Il fit d'abord l'énumération des services rendus par la Société humaine, dont il avait l'honneur d'être membre. Après avoir signalé le nombre toujours croissant de ses asiles comme un indice incontestable de la prospérité nationale, il annonça avec une haute satisfaction que la dépense occasionnée par leurs pensionnaires venait d'être réduite de moitié, grâce à un moyen aussi simple qu'ingénieux. Il avait suffi, pour cela, de leur retrancher une partie de la nourriture, de substituer des paillasses aux matelas, et de remplacer le calicot par de la grosse toile!
Mais ces améliorations devenaient inutiles si elles étaient combattues par la prodigalité de quelques privilégiés!... Et, se servant de cette transition pour arriver au chien du paysan, il s'écria que ce chien était un scandale humanitaire! Il calcula ce qu'il pouvait consommer en os rongés, en écuelles léchées, en miettes grugées, et trouva que le tout eût pu nourrir _les trois cinquièmes d'un vieillard_!

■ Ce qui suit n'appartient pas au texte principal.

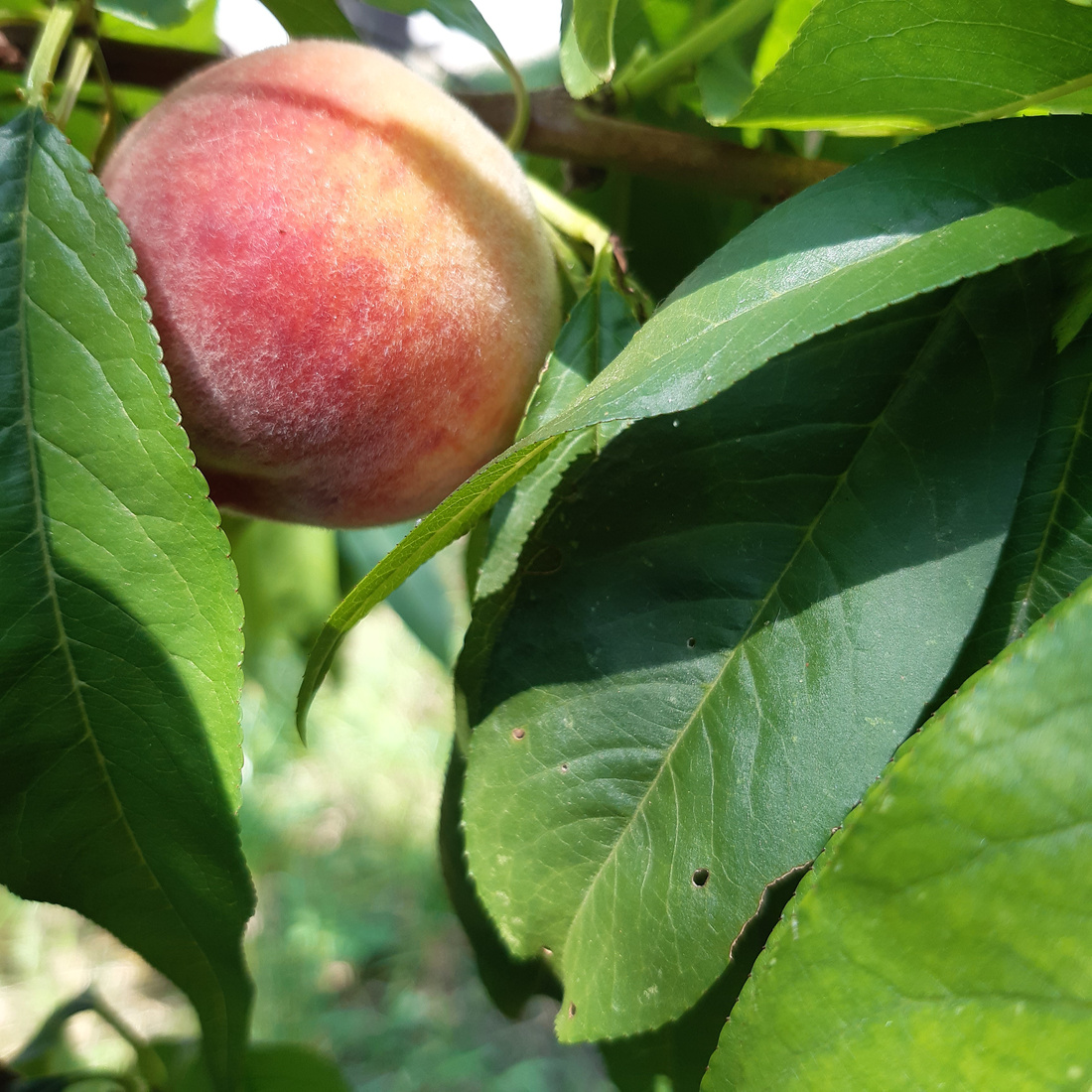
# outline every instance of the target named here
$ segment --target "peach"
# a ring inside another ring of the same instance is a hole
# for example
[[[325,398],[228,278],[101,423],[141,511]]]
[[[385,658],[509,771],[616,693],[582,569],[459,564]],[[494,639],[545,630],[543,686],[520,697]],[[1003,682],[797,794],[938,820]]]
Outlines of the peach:
[[[550,248],[508,150],[397,61],[215,63],[103,182],[217,503],[390,523],[511,441],[557,332]]]

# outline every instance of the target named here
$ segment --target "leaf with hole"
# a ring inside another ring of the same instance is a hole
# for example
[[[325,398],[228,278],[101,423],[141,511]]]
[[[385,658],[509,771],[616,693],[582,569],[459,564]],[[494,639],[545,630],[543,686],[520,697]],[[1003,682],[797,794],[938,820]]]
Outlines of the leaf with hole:
[[[705,1092],[1083,1089],[1092,582],[946,704],[831,839]]]
[[[43,115],[0,130],[0,882],[103,925],[241,1065],[242,621],[124,228]]]
[[[945,678],[1038,420],[1041,259],[840,328],[613,440],[529,538],[466,844],[562,1040],[677,1018]]]

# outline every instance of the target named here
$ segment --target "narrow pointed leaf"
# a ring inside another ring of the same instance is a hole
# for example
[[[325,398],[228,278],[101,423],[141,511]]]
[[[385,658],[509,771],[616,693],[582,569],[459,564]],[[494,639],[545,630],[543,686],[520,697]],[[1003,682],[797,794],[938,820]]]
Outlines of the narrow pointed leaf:
[[[788,47],[796,40],[804,20],[816,2],[817,0],[780,0],[755,55],[751,79],[756,83],[761,83],[788,52]]]
[[[621,294],[596,281],[572,309],[558,335],[535,391],[520,436],[547,425],[629,344],[639,327]],[[527,533],[542,514],[561,475],[580,454],[606,439],[595,428],[567,436],[494,510],[489,550],[475,583],[475,595],[499,592],[515,570]]]
[[[509,448],[464,482],[447,500],[432,509],[342,600],[330,616],[307,658],[304,681],[296,699],[296,728],[304,737],[307,711],[314,692],[330,670],[334,654],[348,631],[373,606],[382,603],[410,573],[462,537],[517,483],[531,473],[557,446],[560,437],[547,437],[533,443]]]
[[[37,111],[0,130],[0,882],[171,978],[233,1089],[253,894],[241,610],[134,260]]]
[[[1092,84],[1092,11],[1069,0],[819,0],[739,124],[926,132]]]
[[[817,333],[1090,232],[1092,117],[903,144],[737,235],[548,430],[700,405]]]
[[[900,751],[724,1029],[705,1092],[1084,1089],[1092,582]]]
[[[1061,354],[989,594],[956,685],[1092,577],[1092,330]]]
[[[466,838],[513,952],[555,953],[563,1040],[689,1008],[765,886],[913,729],[1031,450],[1036,271],[919,297],[631,425],[529,539]]]

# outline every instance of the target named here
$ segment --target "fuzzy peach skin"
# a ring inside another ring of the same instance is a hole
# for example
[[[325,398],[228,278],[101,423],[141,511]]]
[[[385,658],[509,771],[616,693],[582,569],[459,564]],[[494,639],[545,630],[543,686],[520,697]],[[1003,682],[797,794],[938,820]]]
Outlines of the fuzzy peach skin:
[[[507,149],[364,46],[204,69],[103,171],[213,499],[325,526],[428,511],[512,439],[558,327]]]

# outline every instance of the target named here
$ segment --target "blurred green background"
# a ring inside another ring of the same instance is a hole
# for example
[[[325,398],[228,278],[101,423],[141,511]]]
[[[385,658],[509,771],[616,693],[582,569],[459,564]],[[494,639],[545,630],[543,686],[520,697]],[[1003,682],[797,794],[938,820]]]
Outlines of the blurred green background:
[[[292,724],[305,650],[405,527],[227,530],[247,607],[240,820],[258,888],[256,1040],[316,1046],[361,1092],[607,1092],[594,1048],[557,1043],[554,1001],[532,1001],[518,1022],[492,1008],[440,877],[461,547],[400,590],[401,615],[384,604],[353,632],[305,749]],[[87,985],[143,1035],[194,1033],[180,995],[107,934],[0,888],[0,1057]],[[92,1013],[70,1021],[69,1043],[93,1065],[130,1057]]]

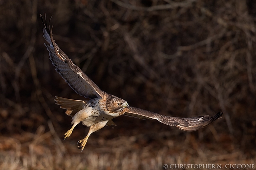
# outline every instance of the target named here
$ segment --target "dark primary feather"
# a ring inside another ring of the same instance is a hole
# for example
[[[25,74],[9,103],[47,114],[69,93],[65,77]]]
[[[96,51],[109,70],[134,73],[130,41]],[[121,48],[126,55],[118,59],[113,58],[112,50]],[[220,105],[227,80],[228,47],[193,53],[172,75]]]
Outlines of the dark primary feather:
[[[176,126],[185,131],[194,131],[205,127],[220,118],[223,112],[219,112],[214,116],[199,116],[192,118],[178,118],[165,116],[136,107],[130,107],[123,115],[141,119],[156,119],[169,126]]]
[[[102,97],[105,92],[75,64],[55,43],[53,37],[52,28],[50,28],[49,21],[48,24],[47,23],[45,13],[44,19],[41,14],[40,16],[44,26],[43,37],[49,45],[44,44],[49,52],[50,60],[56,67],[56,71],[69,86],[80,95],[91,99]]]

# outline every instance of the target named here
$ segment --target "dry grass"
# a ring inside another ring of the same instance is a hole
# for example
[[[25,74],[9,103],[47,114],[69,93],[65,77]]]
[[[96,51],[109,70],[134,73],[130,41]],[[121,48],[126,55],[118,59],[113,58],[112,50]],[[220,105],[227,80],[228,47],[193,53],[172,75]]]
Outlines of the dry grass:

Puis, voyant les juges frappés de cet argument, il soutint que, puisque l'administration avait pris la charge et la tutelle du vieux paysan, elle avait droit de vendre son chien; que c'était une faible compensation de tant de sacrifices, un exemple indispensable pour la moralité et pour la dignité humaines. Il termina, enfin, en adjurant le tribunal de ne point encourager chez le pauvre ce luxe d'un compagnon inutile, et de l'accoutumer à manger seul la soupe économique de l'asile, assaisonnée par la sympathie des philanthropes, ses bienfaiteurs.
Après ce réquisitoire, que les magistrats avaient écouté avec une faveur visible, le président invita le vieillard à faire valoir ses moyens de défense; mais celui-ci ne parut point l'entendre et ne répondit rien. Les regards attachés sur le vieil ami qui se reposait à ses pieds, il semblait s'oublier dans une contemplation mélancolique.
Le chien comprit sans doute l'émotion de ce silence, car il se redressa lentement, regarda son maître de plus près, et fit entendre un de ces soupirs plaintifs qui semblent interroger.
Le paysan abaissa sa main ridée et la posa sur la tête joyeuse de l'animal.